Brigham and Women’s Hospital is using a telehealth platform in a trial program aimed at identifying and treating stress and burnout in healthcare professionals.
The Boston-hospital hospital launched the program in August with Rose, a Baltimore-based mHealth company launched out of Johns Hopkins. During the program, emergency care providers will receive access to the connected health platform to answer daily questionnaires and post free-response entries in an online journal.
AI and NLP tools on the back end of the platform analyze those entries to detect early signs of depression, anxiety, trauma and other behavioral health concerns. They also provide access to personalized resources for coping.
The program was spurred by a surge in stress and burnout among healthcare providers on the front lines of the coronavirus pandemic.
Health systems and hospitals across the country have been launching a wide range of connected health programs aimed at identifying care providers struggling with stress and providing treatment and coping tools. They include virtual counseling sessions, mHealth apps and even wearables that can detect heightened levels of anxiety.

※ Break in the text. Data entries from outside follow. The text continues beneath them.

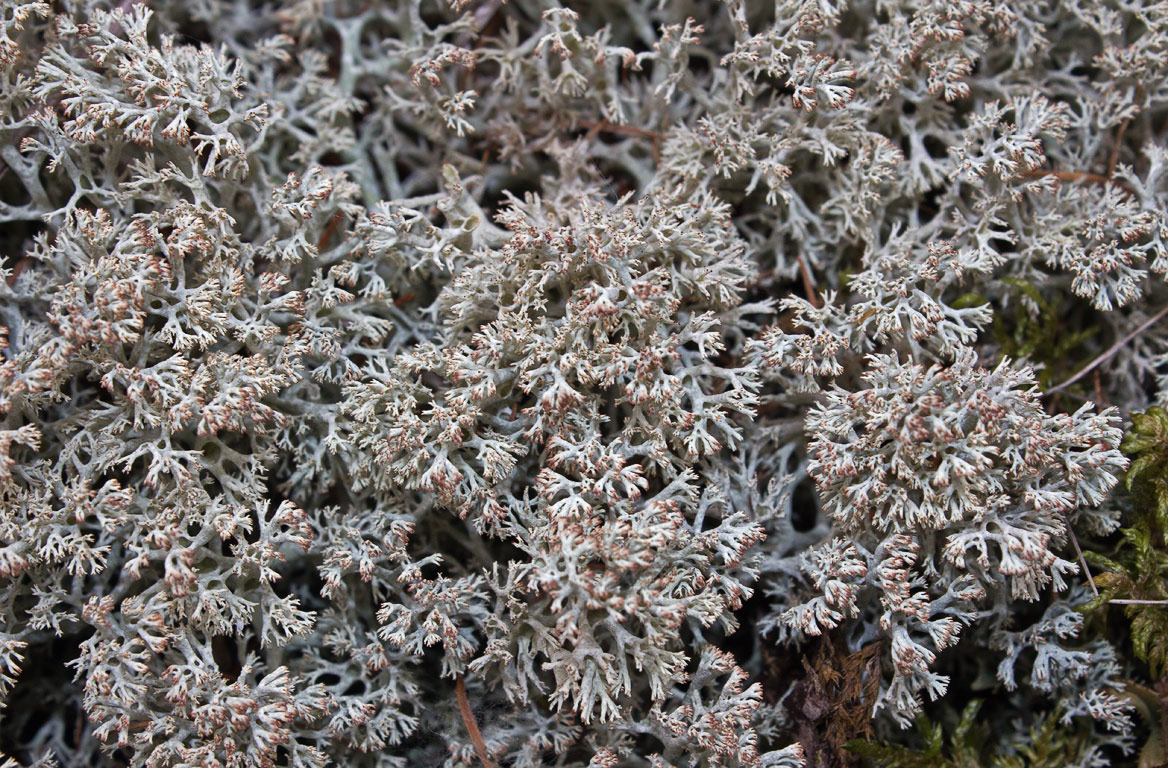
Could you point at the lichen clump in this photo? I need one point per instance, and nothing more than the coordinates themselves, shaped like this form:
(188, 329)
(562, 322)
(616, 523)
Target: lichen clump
(391, 383)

“With more than 5 million confirmed COVID-19 cases in the US, many hospitals are overloaded with patients with no end in sight,” Kavi Misri, Rose’s founder and CEO, said in a press release. “The toll this pandemic has taken on the mental and emotional health of front-line workers cannot be overlooked. They are experiencing an unprecedented number of patients, cases, deaths, and risks to their own health, all of which exacts a heavy toll on their mental state. We simply can’t ignore this emerging crisis that threatens the mental health and stability of our essential workers – they need support.”

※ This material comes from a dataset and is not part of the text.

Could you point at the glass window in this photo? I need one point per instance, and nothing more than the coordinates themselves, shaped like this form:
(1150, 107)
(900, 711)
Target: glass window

Rose was selected for the pilot out of roughly 80 telehealth and mHealth submissions to Catalyst @ Health 2.0. The project “develops and implements programs for piloting and commercializing health care technology, facilitated the pilot program selection process, which was part of its Rapid Response Open Calls initiative to connect health care providers to the digital health community in response to the pandemic.”
“Rather than fragmented tools and programs aiming to ‘treat burnout,’ we need to better identify and tackle system-wide factors that lead to burnout, while promoting a healthy workplace for our healthcare workers,” John Shivdat, chairman and medical director of HCA Coliseum Health System in Georgia and an advisor to Rose, said in the press release.